Author: Seth Briney
Acknowledgments: Special thanks to Richard S. Sutton, Andrew G. Barto, Adam White, Martha White, and Richard Weiss
Please feel free to email any questions about this program or reinforcement learning in general to [email protected].
This is a slight revision of a maze-running reinforcement learning AI I wrote while taking some undergrad classes at The Evergreen State College, in preparation for my Master of Computer Science degree.
It produces a graphical output of the Q values of the maze grid. Here's an example for default parameters:
Assignment: Write policy iteration type algorithm using numpy arrays.
The following program utilizes tabular Q-learning to train a maze-runner reinforcement learning control agent.
prob_prop_to_value_episode makes decisions proportional to the running estimate of the state value to transition to.
epsilon_greedy_episode is as described, except for the following:
both prob_prop_to_value_episode and epsilon_greedy_episode have an offset to discourage backtracking, that falls off by exactly 1/(steps-last_at_states[y,x]) where y,x is the state in consideration.

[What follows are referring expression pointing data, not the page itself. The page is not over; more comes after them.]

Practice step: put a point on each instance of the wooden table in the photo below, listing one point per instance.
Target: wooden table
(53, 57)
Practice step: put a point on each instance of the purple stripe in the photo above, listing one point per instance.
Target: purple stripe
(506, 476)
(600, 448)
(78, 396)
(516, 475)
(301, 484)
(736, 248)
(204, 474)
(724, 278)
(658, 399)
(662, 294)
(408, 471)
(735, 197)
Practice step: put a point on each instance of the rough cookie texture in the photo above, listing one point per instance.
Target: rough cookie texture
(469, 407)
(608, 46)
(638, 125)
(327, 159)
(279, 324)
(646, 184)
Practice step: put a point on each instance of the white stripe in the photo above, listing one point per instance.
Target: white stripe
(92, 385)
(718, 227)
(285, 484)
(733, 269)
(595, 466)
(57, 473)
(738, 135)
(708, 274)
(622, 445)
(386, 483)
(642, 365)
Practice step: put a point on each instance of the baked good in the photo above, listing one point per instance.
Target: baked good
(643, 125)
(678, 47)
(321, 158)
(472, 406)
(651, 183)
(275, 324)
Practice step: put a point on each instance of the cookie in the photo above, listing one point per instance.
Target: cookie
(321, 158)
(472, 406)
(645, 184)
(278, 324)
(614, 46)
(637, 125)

The idea here is that an agent (represented by 9) will move through this array (board) until it reaches the terminal state -1.

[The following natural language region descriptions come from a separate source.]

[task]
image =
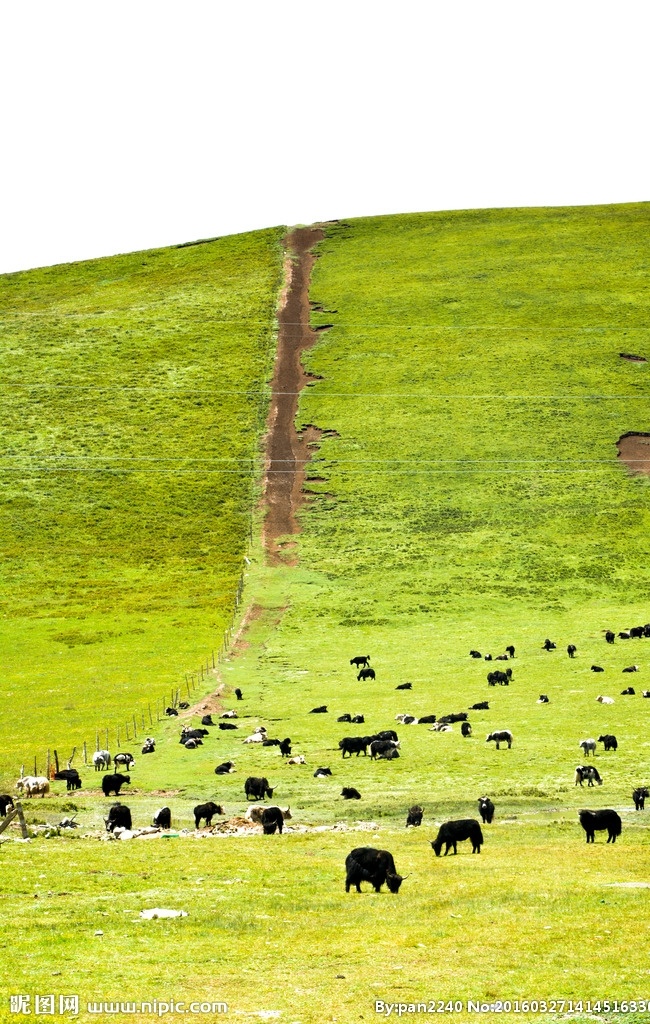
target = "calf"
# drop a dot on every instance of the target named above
(124, 760)
(360, 660)
(255, 812)
(587, 772)
(163, 818)
(381, 747)
(611, 743)
(257, 787)
(504, 736)
(119, 817)
(594, 821)
(272, 820)
(6, 802)
(376, 866)
(486, 810)
(113, 783)
(414, 816)
(354, 744)
(71, 775)
(457, 832)
(207, 811)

A state is a pair of indeces n,m which represents a place on the board.
Rules:
The agent can only occupy states with 0, The agent can make jump to any 0 entry within the 3x3 sub-array centered at the current state. The terminal state is -1, and an episode will end once the terminal state is contained in the 3x3 sub-array centered at the state.
I will use "the surroundings" to refer to "3x3 sub-array centered at the state".